The next morning, we rolled our luggage to the bus, and the sari store man arrived with plastic-wrapped bundles of fabric: all finished, all hand-tailored, all ready to wear. The one British woman on our trip said, “Only American women would have had the guts to descend on a shop and get saris made. A group of Brits,” she assured us, “would never have done that.” Because they’re shy? Not as impulsive? Or a tiny bit guilty about the whole we’re-better-than-you, under-our-thumb, we’re-white-and-you’re-not raj thing? I’ve seen Ghandi.

Hours later, several hotel staff people helped us pleat the long sari fabric around our waists and adjust the cholis. I had my choli back to front, and there was much laughter and confusion between sips of complimentary watermelon juice.

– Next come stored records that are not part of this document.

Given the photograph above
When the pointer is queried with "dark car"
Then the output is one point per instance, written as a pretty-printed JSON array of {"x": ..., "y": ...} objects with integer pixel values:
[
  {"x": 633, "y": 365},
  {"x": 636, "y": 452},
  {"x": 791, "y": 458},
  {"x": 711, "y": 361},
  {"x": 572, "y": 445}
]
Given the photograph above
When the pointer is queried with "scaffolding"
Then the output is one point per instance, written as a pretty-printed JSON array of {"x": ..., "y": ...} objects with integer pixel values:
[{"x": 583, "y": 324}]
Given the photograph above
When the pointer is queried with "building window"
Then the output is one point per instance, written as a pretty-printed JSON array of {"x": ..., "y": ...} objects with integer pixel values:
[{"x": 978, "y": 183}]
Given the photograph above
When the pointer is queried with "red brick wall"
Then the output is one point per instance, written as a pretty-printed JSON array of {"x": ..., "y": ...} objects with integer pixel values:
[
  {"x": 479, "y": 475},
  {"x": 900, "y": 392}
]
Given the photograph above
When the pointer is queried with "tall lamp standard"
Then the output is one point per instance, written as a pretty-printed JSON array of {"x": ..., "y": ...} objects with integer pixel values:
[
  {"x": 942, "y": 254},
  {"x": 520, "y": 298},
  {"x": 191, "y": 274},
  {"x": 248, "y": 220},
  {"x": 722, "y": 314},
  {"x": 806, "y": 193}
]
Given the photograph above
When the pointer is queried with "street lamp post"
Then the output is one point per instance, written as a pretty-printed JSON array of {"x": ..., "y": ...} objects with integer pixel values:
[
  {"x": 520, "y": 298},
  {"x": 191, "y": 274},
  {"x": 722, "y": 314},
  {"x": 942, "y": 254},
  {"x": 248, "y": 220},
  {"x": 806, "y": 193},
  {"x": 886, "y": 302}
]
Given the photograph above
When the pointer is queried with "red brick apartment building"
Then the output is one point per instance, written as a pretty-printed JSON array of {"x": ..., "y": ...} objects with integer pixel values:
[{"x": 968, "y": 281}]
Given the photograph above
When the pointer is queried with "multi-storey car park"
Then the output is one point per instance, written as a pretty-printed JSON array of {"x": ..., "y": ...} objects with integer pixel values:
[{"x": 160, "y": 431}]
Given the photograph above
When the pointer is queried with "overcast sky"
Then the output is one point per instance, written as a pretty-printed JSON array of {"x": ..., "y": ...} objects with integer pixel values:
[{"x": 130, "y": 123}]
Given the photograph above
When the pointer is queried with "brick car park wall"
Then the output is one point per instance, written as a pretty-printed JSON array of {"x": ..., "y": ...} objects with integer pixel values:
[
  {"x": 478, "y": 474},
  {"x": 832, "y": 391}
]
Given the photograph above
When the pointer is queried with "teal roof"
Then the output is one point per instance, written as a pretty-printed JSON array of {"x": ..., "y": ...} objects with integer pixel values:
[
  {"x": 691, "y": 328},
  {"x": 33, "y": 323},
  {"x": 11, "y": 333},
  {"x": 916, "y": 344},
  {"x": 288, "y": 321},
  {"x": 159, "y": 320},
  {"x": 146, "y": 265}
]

The Taj Mahal experience itself was a curry of poor toothless cart drivers, puppet and postcard buskers, and drop-dead beauty. And you had to take the whole mix; you couldn’t just opt for the beauty. Our cart driver made a point to tell us in great detail about his wife and children. Then, as we strolled the grounds, T-shirt-and-jeans-wearing Indian teens laughingly demanded we stand with them for pictures. The slim towers were closed to the public now because of the many suicides by jumping. The Taj is romantic and tragic.

My romantic, impulsive, fast powder-blue sari lies folded in my closet now, waiting for its next trip to India. Or perhaps dinner at The Bombay House, Star of India, or A Taste of Punjab.